Keine Technologie ist auf ein Webframework angewiesen. Ein Webframework erleichtert dir die Arbeit aber es ist keine Vorraussetzung für irgendeine Technologie...für Beans schon garnicht.

Beans können einfach per <jsp:useBean>-Tag eingebunden werden.


----------



## Guest (9. Nov 2008)

HLX hat gesagt.:
			
		

> Keine Technologie ist auf ein Webframework angewiesen. Ein Webframework erleichtert dir die Arbeit aber es ist keine Vorraussetzung für irgendeine Technologie...für Beans schon garnicht.
> 
> Beans können einfach per <jsp:useBean>-Tag eingebunden werden.
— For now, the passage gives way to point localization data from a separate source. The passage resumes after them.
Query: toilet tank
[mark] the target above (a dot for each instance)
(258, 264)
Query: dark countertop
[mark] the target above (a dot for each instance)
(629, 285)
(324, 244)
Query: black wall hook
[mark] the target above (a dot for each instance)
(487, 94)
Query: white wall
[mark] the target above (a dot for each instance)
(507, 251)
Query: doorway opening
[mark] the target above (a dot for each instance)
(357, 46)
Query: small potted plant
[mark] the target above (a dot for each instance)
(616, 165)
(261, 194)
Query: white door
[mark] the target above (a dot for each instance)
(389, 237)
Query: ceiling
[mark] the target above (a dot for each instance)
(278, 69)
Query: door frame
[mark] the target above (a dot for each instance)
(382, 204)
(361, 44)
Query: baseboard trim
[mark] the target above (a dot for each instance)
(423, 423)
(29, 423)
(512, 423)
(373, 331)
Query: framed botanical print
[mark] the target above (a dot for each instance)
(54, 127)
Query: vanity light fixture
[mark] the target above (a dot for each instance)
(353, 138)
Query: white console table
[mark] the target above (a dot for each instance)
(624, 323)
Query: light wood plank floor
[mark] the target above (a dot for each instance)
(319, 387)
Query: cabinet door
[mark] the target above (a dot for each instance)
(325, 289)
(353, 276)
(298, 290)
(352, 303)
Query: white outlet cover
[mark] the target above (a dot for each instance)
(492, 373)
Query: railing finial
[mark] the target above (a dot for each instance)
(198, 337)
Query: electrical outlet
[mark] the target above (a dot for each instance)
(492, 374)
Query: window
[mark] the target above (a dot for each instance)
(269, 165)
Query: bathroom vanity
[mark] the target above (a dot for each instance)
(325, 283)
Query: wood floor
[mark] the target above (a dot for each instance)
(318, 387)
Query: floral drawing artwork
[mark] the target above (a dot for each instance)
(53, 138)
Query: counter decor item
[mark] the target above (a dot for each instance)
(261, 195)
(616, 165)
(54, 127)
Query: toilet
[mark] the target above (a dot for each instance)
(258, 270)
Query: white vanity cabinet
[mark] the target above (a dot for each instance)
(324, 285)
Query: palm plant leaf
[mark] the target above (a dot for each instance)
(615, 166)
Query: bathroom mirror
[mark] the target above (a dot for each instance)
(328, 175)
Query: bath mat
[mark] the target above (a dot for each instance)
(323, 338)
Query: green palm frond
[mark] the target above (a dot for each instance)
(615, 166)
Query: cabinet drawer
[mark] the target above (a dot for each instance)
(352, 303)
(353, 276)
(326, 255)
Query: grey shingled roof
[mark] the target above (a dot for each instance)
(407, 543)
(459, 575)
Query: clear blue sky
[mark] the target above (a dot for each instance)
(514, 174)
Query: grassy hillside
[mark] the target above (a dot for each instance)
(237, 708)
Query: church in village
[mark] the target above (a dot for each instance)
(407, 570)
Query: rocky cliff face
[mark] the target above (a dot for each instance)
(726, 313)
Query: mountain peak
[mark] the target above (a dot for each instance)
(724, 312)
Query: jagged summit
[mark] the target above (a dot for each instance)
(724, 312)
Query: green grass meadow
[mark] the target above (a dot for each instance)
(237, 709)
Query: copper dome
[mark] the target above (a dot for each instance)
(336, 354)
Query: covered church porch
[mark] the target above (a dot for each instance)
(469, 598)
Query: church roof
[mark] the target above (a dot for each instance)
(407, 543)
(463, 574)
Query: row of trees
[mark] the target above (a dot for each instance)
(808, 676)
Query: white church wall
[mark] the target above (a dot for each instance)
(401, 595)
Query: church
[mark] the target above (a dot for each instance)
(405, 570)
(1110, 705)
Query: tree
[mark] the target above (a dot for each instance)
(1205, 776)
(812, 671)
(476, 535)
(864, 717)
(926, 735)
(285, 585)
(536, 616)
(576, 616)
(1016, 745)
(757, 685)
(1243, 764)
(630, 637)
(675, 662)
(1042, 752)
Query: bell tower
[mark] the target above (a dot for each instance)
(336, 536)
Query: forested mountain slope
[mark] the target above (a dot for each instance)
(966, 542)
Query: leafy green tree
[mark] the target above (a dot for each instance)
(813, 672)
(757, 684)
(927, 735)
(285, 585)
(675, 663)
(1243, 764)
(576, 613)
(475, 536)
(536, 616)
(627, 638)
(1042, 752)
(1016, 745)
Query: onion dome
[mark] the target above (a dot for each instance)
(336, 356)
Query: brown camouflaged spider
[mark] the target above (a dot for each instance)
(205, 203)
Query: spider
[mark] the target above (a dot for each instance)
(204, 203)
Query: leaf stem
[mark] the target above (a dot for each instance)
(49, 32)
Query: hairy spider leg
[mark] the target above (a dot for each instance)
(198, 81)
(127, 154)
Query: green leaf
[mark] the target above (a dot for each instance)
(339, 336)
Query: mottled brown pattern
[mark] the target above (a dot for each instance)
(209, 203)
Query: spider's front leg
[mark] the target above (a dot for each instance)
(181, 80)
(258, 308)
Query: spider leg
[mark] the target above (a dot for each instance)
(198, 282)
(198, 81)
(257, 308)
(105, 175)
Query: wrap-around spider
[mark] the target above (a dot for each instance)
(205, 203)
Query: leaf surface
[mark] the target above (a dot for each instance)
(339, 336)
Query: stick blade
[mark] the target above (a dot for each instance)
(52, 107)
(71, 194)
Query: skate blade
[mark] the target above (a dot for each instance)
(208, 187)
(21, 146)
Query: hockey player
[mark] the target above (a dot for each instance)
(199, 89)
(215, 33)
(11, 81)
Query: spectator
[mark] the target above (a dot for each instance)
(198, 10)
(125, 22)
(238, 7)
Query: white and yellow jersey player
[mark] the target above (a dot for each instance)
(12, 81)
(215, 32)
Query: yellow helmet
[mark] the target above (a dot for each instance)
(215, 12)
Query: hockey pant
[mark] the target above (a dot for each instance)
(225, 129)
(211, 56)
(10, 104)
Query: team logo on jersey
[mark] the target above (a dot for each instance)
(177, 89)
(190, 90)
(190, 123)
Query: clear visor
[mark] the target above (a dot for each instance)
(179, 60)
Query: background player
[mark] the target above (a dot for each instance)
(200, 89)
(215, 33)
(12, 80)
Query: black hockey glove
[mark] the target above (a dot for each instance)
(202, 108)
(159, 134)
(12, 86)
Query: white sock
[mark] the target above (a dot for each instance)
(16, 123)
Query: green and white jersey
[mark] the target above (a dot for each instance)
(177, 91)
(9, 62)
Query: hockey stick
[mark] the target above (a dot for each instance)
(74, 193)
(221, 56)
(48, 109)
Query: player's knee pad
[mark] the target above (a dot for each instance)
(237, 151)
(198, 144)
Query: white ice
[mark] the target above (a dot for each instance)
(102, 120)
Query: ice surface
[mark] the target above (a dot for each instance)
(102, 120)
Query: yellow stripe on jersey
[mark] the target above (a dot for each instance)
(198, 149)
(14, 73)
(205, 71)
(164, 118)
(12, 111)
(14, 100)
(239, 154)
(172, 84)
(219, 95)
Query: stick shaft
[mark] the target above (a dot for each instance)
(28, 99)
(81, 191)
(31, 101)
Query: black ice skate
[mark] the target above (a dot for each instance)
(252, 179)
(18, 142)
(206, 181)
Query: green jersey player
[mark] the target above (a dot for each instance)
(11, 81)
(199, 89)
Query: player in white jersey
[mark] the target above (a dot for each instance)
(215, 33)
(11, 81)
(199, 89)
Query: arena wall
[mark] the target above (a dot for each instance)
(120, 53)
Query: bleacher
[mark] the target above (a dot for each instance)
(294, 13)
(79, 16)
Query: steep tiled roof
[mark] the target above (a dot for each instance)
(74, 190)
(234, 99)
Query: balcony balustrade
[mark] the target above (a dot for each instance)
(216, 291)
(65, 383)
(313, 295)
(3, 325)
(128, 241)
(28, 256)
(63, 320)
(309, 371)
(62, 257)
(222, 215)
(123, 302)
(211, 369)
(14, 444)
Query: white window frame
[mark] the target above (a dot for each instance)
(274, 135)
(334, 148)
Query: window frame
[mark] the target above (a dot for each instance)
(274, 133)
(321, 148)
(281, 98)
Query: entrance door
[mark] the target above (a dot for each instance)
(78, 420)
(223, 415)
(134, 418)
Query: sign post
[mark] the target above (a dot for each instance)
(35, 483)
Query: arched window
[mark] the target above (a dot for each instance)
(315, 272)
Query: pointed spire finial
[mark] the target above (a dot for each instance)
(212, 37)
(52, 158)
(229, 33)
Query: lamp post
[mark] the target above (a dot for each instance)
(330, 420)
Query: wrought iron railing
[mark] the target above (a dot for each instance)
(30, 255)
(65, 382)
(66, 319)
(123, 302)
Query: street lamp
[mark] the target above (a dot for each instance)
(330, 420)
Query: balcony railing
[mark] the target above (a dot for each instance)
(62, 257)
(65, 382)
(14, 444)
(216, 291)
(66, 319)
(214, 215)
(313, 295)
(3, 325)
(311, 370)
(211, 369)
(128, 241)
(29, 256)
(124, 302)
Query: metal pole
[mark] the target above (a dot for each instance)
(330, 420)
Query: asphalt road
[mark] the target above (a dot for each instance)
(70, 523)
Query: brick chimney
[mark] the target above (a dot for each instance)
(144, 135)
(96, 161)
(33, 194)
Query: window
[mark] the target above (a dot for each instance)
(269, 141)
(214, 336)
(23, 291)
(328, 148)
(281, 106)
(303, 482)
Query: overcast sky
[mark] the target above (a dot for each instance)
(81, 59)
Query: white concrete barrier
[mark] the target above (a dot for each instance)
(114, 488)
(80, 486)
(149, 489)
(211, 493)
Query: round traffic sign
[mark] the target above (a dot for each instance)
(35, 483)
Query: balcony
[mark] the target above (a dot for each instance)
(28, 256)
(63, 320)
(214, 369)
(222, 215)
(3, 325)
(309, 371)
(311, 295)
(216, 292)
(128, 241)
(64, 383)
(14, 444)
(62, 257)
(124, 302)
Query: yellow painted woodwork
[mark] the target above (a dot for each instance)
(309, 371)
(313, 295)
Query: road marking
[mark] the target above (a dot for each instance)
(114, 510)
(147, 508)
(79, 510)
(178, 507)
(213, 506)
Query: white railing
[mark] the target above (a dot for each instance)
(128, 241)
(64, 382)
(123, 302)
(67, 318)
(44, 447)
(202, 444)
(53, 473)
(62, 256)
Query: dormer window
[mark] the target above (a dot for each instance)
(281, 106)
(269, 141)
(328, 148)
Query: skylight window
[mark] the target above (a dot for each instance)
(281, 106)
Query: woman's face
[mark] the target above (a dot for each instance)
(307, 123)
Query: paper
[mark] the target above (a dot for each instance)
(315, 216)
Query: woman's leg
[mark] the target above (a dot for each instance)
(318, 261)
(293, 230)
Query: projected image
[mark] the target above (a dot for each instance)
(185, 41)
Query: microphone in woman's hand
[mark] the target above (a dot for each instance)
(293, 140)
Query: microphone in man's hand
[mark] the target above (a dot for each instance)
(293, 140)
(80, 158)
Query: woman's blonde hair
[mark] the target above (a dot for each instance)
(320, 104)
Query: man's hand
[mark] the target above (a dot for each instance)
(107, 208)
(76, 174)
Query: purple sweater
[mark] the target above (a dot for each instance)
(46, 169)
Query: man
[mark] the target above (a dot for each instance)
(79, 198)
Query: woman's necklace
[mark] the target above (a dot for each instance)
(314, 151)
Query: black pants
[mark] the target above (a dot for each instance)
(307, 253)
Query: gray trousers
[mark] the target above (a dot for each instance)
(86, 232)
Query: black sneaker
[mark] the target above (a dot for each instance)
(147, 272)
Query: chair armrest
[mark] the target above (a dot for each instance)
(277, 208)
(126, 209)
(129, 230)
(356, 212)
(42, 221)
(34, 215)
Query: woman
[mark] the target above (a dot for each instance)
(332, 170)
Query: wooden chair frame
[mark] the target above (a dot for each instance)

Und warum wird immer wieder auf JSF Verwiesen, wenn Struts schneller ist?


----------



## ps (9. Nov 2008)

Anonymous hat gesagt.:
			
		

> Und warum wird immer wieder auf JSF Verwiesen, wenn Struts schneller ist?



äpfel und birnen. JSF ist ein Komponentenbasiertes Framework welches konzipiert wurde um Webanwendungen zusammenzuklicken. Es ist von Anfang an für visuelle Designer gedacht. Bei JSF mit einem Webdesigner zusammenzuarbeiten macht auch wenig Spaß... Wicket setzt sich langsam als Alternative durch - auch Komponentenbasiert, aber um einiges angenehmer damit zu entwickeln, vor allem kann auch der Designsklave was mit den Templates anfangen.

Struts(2) ist ein actionbasiertes Framework. IMHO eines der Besten, wenn nicht das Beste.

Geschwindigkeitstechnisch liegen die komponentenbasierten Frameworks hinter actionbasierten zurück, das liegt in der Natur der Sache.


----------



## Fireball29 (12. Nov 2008)

Wie ist es denn vom Design her? Die JSF basierten Frameworks haben ja mit IceFaces und Richfaces und was weiß ich was schon einige schöne GUI Elemente zur Verfügung. Das zieht natürlich bei Chefs und Entscheidern.

Gibt es solche libs auch für struts2 oder muss man da alles von Hand machen? Struts2 ist nämlich eine sehr feine Sache.

Wer kann helfen?

Viele Grüße,
Fireball


----------